The question that haunted me in the weeks leading up to my last C@H conference are now the words that bring a smile to my face. The question I really didn’t have an answer to for the first 3-4 years finally has some meat on its bones. It has purpose.

LoveMo is a company that I dreamed up almost seven years ago while living in Las Vegas. There on my living room floor were the first thoughts considering small business ownership. No name. No vision. Just a genuine joy for putting together customized care packages and shipping them home to family. Seed planted. Fast forward a couple years to the birth of it’s name – LoveMo. The first few times a name rolls off your tongue, it sounds kinda funny. But the moment I heard someone else say it? Especially when that someone else happened to be MY MOM!? That was it for me. Hook, line and sinker. LoveMo was alive. But failing to discover a niche, or any direction, kept it from ever getting off the ground.

LoveMo was on my heart for so long but I was conflicted in wanting it to be one thing and believing it had to be like everything else I saw. I was paralyzed by comparison and blind to the uniqueness within me. It never quite felt true to who I was. It would be another two years before I’d give LoveMo a serious go. In fact, I’d signed up for Creative @ Heart with absolutely nothing outlined for my business. To add to the list, it was around this very marker last year – about seven weeks away from C@H – when I started my counseling journey. With a fresh heart and super raw emotions, I ventured off to North Carolina for a few days. And as I’ve shared before, that conference totally wrecked me. I remember the final night of the conference, when I could hardly speak during a call with my mom. I was “can’t catch my breath” sobbing in my hotel room. I couldn’t even form words. I cried so hard, I think I scared my poor mama at one point – I continued to reassure her “I’m really okay. I’ll call you later.” That night, through my tears, I was thanking God for 1) the opportunity to participate in the conference 2) for the courage to leap without having it all together and being accepted and embraced despite my experience and 3) for the seed He planted years ago and my journey that had slowly been cultivating that dream. I was overwhelmed by the knowledge shared that so meticulously spoke to my story. God brought every flashlight, flood light and high beam into that conference experience, highlighting the exact nuggets I needed to see, hear, feel, experience in order to fully birth the idea of LoveMo. Through those tears, I began to see a blueprint. When I thought about everything that the conference was, it was simple. It quenched a thirst I didn’t know my soul had. It was educational, but embracing. There was content, but also community. It was an opportunity to unplug from the busyness of our worlds and come together to just soak. Unearth more of our story. Spend more time on self. *light bulb*

What if LoveMo was a company committed to spending more time on self – prioritizing self even amidst every chapter of your life’s story? What if LoveMo offered encouragement, education, community and, of course, gifting to promote self care and teach others to embrace the uniqueness of what’s been written for them? As I sat on that thought for a few days, the flame within me grew from ember to California wildfire!

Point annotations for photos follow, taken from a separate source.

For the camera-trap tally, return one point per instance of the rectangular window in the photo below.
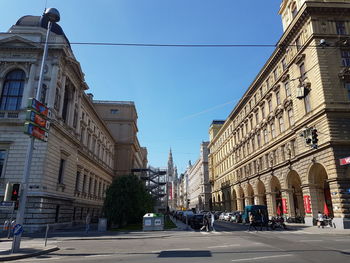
(298, 43)
(284, 64)
(345, 58)
(84, 184)
(61, 171)
(307, 103)
(287, 88)
(57, 215)
(273, 133)
(2, 162)
(340, 27)
(77, 180)
(270, 105)
(263, 112)
(258, 139)
(291, 117)
(266, 137)
(347, 87)
(281, 124)
(278, 98)
(302, 70)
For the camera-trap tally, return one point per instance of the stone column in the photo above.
(29, 89)
(62, 91)
(52, 87)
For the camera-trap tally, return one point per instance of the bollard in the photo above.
(47, 230)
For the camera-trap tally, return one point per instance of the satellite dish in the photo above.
(52, 14)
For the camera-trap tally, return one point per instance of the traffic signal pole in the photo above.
(28, 162)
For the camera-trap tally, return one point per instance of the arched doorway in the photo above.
(276, 196)
(296, 204)
(250, 197)
(234, 204)
(261, 193)
(241, 201)
(321, 197)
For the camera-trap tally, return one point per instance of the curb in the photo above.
(16, 257)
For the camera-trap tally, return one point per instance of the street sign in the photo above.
(39, 107)
(345, 161)
(35, 131)
(38, 120)
(7, 205)
(17, 230)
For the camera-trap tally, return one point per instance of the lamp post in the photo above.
(53, 16)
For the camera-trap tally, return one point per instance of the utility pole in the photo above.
(53, 16)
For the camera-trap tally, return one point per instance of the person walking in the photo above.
(252, 222)
(87, 223)
(212, 216)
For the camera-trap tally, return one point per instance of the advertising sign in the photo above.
(38, 120)
(39, 107)
(345, 161)
(307, 204)
(284, 206)
(36, 131)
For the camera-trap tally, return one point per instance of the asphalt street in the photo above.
(229, 243)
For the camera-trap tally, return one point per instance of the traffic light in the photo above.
(314, 137)
(15, 192)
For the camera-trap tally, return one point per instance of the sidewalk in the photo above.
(315, 230)
(29, 248)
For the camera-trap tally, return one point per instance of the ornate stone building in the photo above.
(261, 154)
(71, 171)
(199, 189)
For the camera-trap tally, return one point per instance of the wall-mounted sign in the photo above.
(307, 204)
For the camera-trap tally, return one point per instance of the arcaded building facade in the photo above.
(260, 154)
(72, 170)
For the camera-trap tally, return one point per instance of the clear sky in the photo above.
(178, 91)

That was it. That was LoveMo. Birthed seven days from the start of the conference.

Seven. 

In seven months, I went from not exactly knowing what my dream was to waking up every day with a new hunger to push towards my purpose. In seven months, I faced the shame and guilt of certain parts of my own story and learned to use my experience to connect people. To heal people. To stand alongside people. And that feels true to me.

We all have not-so-pretty parts in our story. We want everything to be amazing and perfect and ya know, many times we just forget to tune into self during those really, really hard parts. It’s easy to hold the spotlight during birthdays, weddings, new jobs and on Instagram. But what about when you lose a loved one, are battling depression, struggling with identity or your flame is just barely flickering? Are you prioritizing self in those moments? I wasn’t. It was always much easier to focus on everyone around me. Easy to neglect the most important person.

But YOU matter.

Creating gifting and opportunities that speak to the different chapters of our story finally feels true to me. And man, if I’d received a LoveMo box during my own experience in many of these seasons, how would that have changed me? Encouraged me? Uplifted and comforted me? Given me the courage to be vulnerable? Through LoveMo, I want others to know they’re thought of, even in the valleys. They’re worth the unplugging. And there’s community, presence and support when needed most.

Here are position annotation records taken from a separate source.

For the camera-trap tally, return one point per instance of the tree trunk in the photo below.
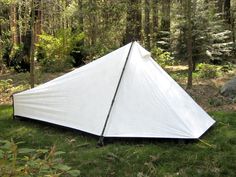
(189, 45)
(81, 17)
(32, 26)
(155, 22)
(164, 34)
(93, 22)
(38, 19)
(13, 23)
(165, 20)
(133, 21)
(147, 24)
(227, 11)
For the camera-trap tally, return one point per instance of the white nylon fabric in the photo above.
(149, 103)
(79, 99)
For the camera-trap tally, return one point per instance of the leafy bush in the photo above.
(54, 51)
(163, 58)
(208, 71)
(25, 162)
(5, 85)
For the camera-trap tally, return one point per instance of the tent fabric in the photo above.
(149, 103)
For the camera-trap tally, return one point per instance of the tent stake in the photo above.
(100, 141)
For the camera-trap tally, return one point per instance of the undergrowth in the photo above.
(214, 155)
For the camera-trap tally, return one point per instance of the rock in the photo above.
(229, 88)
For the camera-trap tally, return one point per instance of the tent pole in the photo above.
(100, 141)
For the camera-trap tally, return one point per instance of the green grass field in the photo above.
(214, 155)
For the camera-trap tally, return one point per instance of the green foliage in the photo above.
(5, 85)
(55, 50)
(163, 58)
(19, 59)
(16, 161)
(130, 158)
(208, 71)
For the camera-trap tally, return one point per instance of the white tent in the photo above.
(123, 94)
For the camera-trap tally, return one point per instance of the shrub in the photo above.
(163, 58)
(32, 162)
(207, 71)
(5, 85)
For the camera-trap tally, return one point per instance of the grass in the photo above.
(215, 156)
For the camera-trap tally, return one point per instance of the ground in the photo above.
(214, 154)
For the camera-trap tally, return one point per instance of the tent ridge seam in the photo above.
(100, 142)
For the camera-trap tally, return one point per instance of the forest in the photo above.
(194, 41)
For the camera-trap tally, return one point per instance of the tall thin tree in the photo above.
(189, 43)
(32, 47)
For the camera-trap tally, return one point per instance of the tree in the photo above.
(154, 22)
(32, 47)
(189, 44)
(133, 21)
(164, 33)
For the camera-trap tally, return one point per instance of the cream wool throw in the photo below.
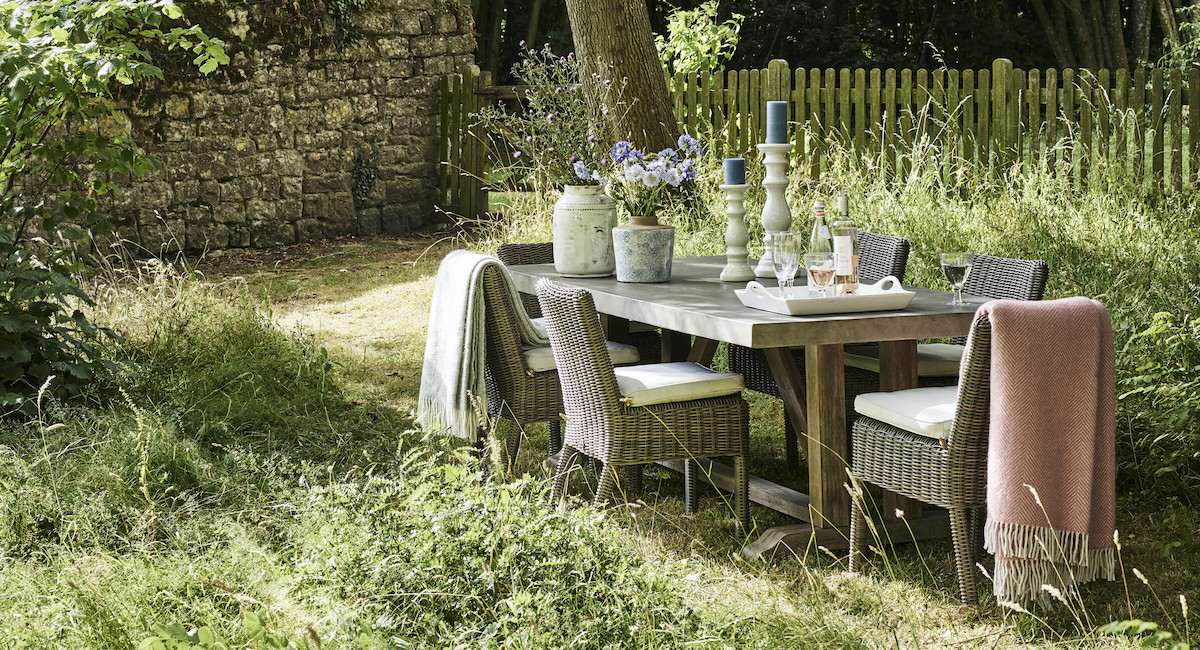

Ahh, the little name-less, niche-less, direction-less seedling has stretched out its roots, stemming into so much more than I ever dreamed it to be. As I gear up for this year’s Creative @ Heart experience, I’m just so ready. If this much can happen in seven months, where the heck will the next seven months take me?

I guess we’ll both have to stay tuned to find out!

Heavenly Father, thank You for the blessing of our story and the roads paved that lead us to purpose. Your word shows us the significance of seven – seven represents completion, wholeness, achievement. Thank You for the symbolism of sevens in my journey thus far. I pray for continued signs & wonders of your presence in the heart of LoveMo. It’s Yours. Your seed. Your dream. Your fruit. Your blueprint, placed on my heart. And I am privileged to be your vessel, excited to do whatever work You have laid out ahead. Amen.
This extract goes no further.